Mathematical Methods for Single-cell Analysis

Abstract

Single-cell technologies profile samples at cellular resolution, with great potential in the study of biological tissues. However, the discrete, high-volume, and high-dimensional nature of single-cell data poses significant challenges. In this work, we present mathematically-principled and accessible approaches to the recovery of biological signal from these complex datasets.

The sheer size of modern single-cell datasets renders them inaccessible to many researchers. In Chapter 1, we present Hopper, a novel geometric approach for subsampling, or sketching, single-cell data while preserving its transcriptional heterogeneity. Hopper recovers rare cellular populations with low computational burden. For example, in a set of 1.3 million mouse brain cells, analysis of a 5,000-cell Hopper sketch reveals a population of just 64 inflammatory macrophages. Hopper democratizes the analysis of massive-scale single-cell studies, and ensures that analysis remains possible as experimental technologies improve.

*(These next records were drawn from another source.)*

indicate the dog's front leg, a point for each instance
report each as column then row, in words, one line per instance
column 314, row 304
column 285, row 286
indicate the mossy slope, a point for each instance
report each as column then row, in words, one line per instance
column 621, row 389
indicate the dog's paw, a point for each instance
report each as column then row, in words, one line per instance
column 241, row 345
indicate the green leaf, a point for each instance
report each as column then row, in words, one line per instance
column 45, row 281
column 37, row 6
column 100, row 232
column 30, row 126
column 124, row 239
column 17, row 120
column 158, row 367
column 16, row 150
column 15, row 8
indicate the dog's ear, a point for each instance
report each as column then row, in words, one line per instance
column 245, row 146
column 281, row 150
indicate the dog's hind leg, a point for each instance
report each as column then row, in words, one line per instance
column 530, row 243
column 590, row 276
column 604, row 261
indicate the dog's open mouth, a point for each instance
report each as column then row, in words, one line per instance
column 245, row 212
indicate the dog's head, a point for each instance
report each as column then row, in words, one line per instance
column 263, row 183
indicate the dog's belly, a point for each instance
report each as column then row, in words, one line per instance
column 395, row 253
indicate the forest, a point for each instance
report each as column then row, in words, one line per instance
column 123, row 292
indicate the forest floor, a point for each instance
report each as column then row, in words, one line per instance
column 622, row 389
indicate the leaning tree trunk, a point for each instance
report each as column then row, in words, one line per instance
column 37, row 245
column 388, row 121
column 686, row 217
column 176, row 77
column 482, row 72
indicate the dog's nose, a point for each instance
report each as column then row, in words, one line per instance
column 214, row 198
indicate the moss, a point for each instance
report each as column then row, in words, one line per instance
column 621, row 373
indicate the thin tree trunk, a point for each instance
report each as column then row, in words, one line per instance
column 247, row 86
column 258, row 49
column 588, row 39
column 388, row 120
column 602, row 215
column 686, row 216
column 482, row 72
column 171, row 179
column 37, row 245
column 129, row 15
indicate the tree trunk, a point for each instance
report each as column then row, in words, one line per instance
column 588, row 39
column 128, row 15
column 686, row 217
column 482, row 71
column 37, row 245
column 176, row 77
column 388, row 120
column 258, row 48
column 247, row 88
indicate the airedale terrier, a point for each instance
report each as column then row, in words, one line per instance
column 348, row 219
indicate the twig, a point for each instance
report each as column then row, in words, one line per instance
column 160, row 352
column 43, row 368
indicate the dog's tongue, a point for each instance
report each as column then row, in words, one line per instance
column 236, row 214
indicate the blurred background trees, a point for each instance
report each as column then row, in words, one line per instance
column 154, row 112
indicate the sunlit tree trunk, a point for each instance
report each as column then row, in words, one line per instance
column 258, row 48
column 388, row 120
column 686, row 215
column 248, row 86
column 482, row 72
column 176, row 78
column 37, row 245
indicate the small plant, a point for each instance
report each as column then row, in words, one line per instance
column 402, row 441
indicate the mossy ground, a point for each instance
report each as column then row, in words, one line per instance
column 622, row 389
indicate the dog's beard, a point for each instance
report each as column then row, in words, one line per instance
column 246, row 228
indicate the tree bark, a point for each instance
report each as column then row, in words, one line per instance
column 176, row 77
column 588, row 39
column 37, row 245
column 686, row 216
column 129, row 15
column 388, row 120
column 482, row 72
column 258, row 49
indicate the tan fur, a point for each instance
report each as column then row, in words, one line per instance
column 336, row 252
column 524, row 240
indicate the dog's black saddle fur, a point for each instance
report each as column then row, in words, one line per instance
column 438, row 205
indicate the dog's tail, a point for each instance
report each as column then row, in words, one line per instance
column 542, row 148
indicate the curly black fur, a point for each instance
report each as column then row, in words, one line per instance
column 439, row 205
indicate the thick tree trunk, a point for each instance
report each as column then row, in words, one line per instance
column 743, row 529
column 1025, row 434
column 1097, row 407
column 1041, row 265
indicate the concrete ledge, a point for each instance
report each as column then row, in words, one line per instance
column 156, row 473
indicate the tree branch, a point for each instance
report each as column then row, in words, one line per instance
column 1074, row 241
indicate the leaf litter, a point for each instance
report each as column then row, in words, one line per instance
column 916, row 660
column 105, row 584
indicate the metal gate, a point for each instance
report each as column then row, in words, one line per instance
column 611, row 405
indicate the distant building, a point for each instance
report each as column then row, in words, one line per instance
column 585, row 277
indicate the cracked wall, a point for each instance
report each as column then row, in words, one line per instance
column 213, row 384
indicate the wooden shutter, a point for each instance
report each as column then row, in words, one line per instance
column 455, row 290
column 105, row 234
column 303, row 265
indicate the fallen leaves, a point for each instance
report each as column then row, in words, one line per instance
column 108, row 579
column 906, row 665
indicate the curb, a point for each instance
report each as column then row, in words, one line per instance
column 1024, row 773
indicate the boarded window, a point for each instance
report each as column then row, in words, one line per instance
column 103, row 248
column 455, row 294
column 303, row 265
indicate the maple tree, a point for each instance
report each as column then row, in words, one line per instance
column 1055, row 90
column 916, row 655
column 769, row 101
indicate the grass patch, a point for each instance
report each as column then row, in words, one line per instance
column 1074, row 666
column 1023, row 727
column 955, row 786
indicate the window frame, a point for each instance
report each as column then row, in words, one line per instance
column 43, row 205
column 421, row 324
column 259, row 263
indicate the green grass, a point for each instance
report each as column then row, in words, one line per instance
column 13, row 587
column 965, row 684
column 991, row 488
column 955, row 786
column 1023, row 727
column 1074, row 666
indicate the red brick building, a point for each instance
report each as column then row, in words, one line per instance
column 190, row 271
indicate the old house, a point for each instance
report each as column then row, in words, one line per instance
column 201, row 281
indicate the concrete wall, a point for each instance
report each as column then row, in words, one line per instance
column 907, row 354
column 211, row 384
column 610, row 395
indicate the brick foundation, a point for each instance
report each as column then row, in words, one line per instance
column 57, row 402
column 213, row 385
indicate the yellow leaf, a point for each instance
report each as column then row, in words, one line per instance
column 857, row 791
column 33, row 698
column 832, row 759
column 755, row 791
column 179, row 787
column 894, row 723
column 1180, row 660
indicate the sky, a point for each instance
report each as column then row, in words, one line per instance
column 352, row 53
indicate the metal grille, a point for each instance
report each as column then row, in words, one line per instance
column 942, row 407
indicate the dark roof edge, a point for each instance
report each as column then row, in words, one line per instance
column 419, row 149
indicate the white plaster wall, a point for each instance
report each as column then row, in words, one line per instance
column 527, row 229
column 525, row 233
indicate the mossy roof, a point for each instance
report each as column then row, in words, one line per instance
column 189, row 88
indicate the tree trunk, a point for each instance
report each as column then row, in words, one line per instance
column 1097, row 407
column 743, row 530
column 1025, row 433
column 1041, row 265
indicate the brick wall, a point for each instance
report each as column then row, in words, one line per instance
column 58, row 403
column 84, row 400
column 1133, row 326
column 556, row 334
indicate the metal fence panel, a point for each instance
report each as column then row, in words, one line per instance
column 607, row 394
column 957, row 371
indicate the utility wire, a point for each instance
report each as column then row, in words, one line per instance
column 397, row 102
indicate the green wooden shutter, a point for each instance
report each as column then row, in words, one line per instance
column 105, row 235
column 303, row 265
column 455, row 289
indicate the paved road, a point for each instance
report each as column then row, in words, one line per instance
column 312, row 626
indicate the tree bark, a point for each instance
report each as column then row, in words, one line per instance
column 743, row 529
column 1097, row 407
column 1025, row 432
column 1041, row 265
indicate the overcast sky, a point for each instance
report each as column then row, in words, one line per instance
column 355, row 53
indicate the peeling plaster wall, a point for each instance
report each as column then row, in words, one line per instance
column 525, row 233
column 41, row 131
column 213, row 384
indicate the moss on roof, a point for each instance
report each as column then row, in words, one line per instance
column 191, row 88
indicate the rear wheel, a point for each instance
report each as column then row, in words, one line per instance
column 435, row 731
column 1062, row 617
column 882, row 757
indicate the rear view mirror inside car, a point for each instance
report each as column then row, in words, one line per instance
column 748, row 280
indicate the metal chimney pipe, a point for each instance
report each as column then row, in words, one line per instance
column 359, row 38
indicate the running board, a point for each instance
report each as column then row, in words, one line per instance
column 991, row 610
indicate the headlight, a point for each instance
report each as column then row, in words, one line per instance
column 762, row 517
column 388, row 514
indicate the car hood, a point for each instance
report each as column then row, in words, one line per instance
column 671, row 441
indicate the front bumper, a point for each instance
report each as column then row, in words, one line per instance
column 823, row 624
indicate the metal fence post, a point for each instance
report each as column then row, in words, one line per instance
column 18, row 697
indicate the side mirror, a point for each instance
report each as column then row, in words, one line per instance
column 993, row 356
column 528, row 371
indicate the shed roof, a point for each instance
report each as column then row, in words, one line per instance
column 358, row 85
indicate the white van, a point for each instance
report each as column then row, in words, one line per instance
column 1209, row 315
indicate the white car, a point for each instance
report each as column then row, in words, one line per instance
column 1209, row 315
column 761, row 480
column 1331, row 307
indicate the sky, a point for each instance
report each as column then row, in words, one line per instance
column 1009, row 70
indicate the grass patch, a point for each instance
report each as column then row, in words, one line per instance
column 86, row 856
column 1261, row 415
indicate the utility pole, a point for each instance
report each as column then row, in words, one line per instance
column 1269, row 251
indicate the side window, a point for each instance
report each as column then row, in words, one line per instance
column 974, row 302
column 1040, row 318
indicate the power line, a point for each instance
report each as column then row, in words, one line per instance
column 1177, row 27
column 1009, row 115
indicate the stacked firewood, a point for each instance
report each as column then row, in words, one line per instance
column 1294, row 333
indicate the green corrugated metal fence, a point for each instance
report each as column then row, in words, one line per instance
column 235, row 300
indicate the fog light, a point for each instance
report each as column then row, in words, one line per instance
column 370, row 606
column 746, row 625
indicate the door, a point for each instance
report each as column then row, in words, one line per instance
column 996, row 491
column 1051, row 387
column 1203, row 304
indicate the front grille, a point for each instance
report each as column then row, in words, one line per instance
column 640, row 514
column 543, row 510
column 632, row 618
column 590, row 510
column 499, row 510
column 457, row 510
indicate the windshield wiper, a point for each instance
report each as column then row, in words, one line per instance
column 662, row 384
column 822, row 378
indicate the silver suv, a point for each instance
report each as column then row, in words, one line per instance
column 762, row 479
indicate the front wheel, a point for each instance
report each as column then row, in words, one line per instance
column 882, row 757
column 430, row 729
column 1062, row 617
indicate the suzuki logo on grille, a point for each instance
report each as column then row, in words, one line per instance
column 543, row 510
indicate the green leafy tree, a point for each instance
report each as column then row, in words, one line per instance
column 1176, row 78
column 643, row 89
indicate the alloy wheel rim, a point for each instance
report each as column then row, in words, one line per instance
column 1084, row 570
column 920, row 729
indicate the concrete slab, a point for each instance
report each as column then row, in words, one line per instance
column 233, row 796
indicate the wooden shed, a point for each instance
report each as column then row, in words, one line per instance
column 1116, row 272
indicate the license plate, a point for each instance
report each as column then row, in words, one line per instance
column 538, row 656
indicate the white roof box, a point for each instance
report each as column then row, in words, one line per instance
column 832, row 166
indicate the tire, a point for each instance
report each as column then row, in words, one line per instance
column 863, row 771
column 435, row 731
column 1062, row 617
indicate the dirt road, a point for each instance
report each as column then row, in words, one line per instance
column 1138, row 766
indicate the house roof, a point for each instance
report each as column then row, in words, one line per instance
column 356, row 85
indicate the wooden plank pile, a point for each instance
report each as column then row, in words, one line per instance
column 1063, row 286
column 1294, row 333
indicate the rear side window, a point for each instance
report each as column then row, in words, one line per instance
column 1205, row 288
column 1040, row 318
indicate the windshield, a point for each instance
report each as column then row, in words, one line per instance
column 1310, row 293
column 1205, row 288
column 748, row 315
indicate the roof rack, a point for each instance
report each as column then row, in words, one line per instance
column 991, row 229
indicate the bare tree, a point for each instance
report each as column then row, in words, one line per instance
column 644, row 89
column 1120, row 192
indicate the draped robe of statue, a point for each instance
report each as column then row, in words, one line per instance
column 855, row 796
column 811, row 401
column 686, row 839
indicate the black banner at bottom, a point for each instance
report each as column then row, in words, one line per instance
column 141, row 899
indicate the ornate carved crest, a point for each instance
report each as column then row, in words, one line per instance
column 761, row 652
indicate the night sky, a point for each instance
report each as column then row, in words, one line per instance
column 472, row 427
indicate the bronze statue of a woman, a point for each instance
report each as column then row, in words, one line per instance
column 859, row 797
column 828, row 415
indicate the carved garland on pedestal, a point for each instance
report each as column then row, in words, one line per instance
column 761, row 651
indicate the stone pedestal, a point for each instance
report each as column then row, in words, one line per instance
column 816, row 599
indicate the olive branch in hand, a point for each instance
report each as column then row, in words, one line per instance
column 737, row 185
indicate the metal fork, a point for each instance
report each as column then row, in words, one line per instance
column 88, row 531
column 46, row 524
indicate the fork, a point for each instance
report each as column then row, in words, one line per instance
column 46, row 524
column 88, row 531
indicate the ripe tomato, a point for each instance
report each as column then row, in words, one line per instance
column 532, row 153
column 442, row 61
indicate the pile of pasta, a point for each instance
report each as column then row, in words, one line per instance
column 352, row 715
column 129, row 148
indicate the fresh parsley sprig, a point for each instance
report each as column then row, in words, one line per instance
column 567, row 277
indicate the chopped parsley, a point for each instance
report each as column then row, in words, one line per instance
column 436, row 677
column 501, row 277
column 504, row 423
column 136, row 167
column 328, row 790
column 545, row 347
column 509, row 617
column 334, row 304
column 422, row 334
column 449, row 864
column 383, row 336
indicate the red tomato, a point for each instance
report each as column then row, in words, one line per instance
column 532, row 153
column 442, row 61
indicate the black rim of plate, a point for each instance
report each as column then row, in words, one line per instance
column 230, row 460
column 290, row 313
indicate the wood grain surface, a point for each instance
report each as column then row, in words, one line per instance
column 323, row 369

While sketching reduces the number of cells, dimensionality reduction reduces the number of features, collapsing tens of thousands of genes to 10-100 dimensions. However, this reduction often loses important information. In Chapter 2, we present Surprisal Component Analysis (SCA), which uses a novel information-theoretic formulation to extract interesting axes of variation from a dataset. We show that SCA enables more accurate clustering, visualization, and imputation of single-cell transcriptomic data, with broad applications to a variety of downstream tasks. For example, in immune cells, SCA recovers clinically-relevant subpopulations like gamma-delta and MAIT cells where other methods cannot.

While important, global dimensionality reduction has significant drawbacks, because the important axes of variation may vary by cellular context. In chapter 3, we introduce a novel method for distilling local information across overlapping cellular locales, and combining it to obtain a far more nuanced view of the cellular states in a dataset. In real and synthetic data, we show significant improvement over even SCA in detection of small cellular populations. For example, in a 20-organ mouse atlas dataset generated by the Tabula Muris consortium, we uncover novel populations of microglia, hepatocytes, and likely many others.

We release these methods as open-source Python packages with comprehensive documentation. Alone or in combination, they offer a toolkit for accessible, principled, and effective signal extraction in single-cell data.